— Боюсь, вынуждена признать, что, при всей вашей доброте и дружеской расположенности, давно не встречала столь же старомодных и косных взглядов.
— Послушайте, что говорит ваша дочь, Хейл. Жизнь в Милтоне совершенно ее испортила, превратив в демократа, красного республиканца, члена Общества мира, социалиста…
— Папа, все эти обвинения лишь из-за того, что я выступаю за прогресс производства и коммерции. Мистер Белл предпочел бы обменивать шкуры диких зверей на желуди.
— Нет-нет. Я бы вскопал землю и вырастил картофель, а еще состриг бы со шкур шерсть и превратил в добротную ткань. Не преувеличивайте, дорогая мисс! Однако я действительно устал от шума и суеты. В погоне за богатством каждый старается оттолкнуть соперника.
— Не всем везет настолько, чтобы иметь возможность сидеть в удобых комнатах коллежда, в то время как богатство прирастает само по себе. Несомненно, многие жители Милтона были бы счастливы увидеть, как подорожала собственность без малейших усилий с их стороны, — возразил мистер Хейл.
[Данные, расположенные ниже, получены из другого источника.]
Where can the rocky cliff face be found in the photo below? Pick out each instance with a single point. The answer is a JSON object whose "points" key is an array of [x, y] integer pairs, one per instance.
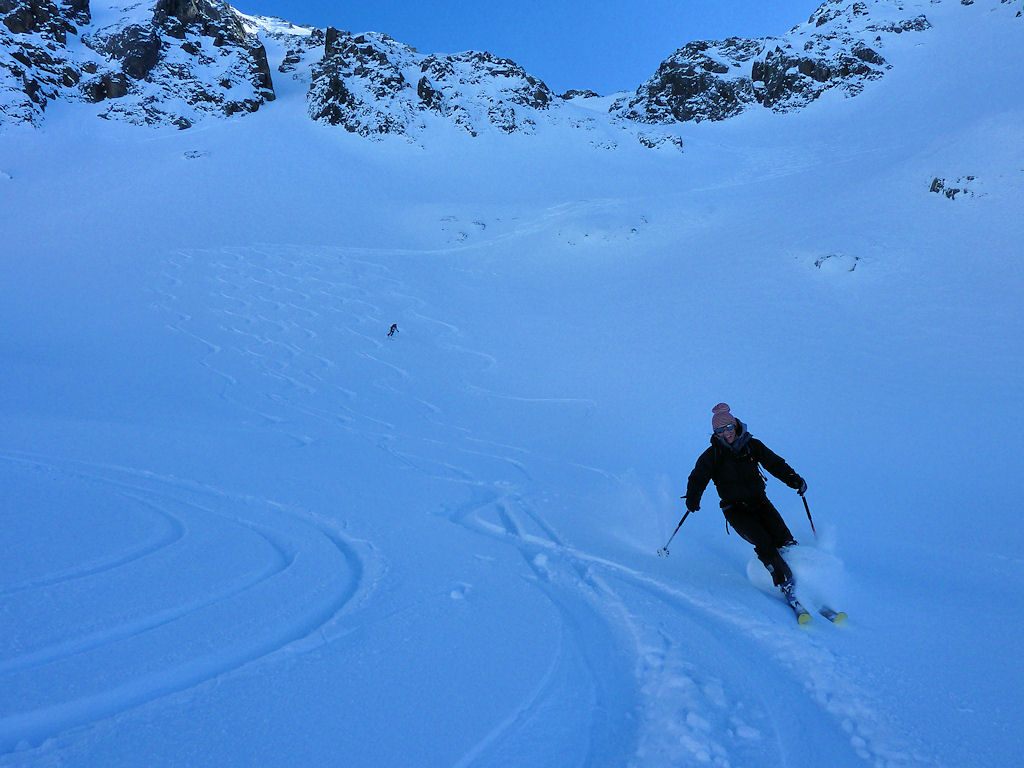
{"points": [[35, 65], [175, 61], [373, 85], [840, 47], [164, 64]]}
— Сомневаюсь, что это так. Главное, что им нравится — это как раз шум и суета. А что касается «сидения», как вы изволили выразиться — изучения прошлого или создания образа будущего, требующего самоотверженной работы и широты ума, — честное слово, вряд ли в Милтоне найдется еще один такой, способный сидеть на месте. Это великое искусство.
— Подозреваю, что жители Милтона обвиняют оксфордских «сидельцев» в неумении двигаться. Было бы неплохо, если бы те и другие общались немного активнее.
— Жителям Милтона это явно пошло бы на пользу, как и многое другое, что не понравилось бы остальным англичанам.
— Разве сам вы не из Милтона? — удивилась Маргарет. — Мне казалось, что вы должны гордиться родным городом.
— Должен? Признаюсь, не понимаю, чем здесь можно гордиться. Вот если бы вы приехали в Оксфорд, то увидели бы действительно великолепный и славный город.
— Что ж, сегодня к нам на чай пожалует мистер Торнтон, а уж он-то по-настоящему гордится Милтоном — ничуть не меньше, чем вы Оксфордом, — заключил мистер Хейл, желая прекратить спор. — Так что нам обоим придется слегка расширить сферу восприятия.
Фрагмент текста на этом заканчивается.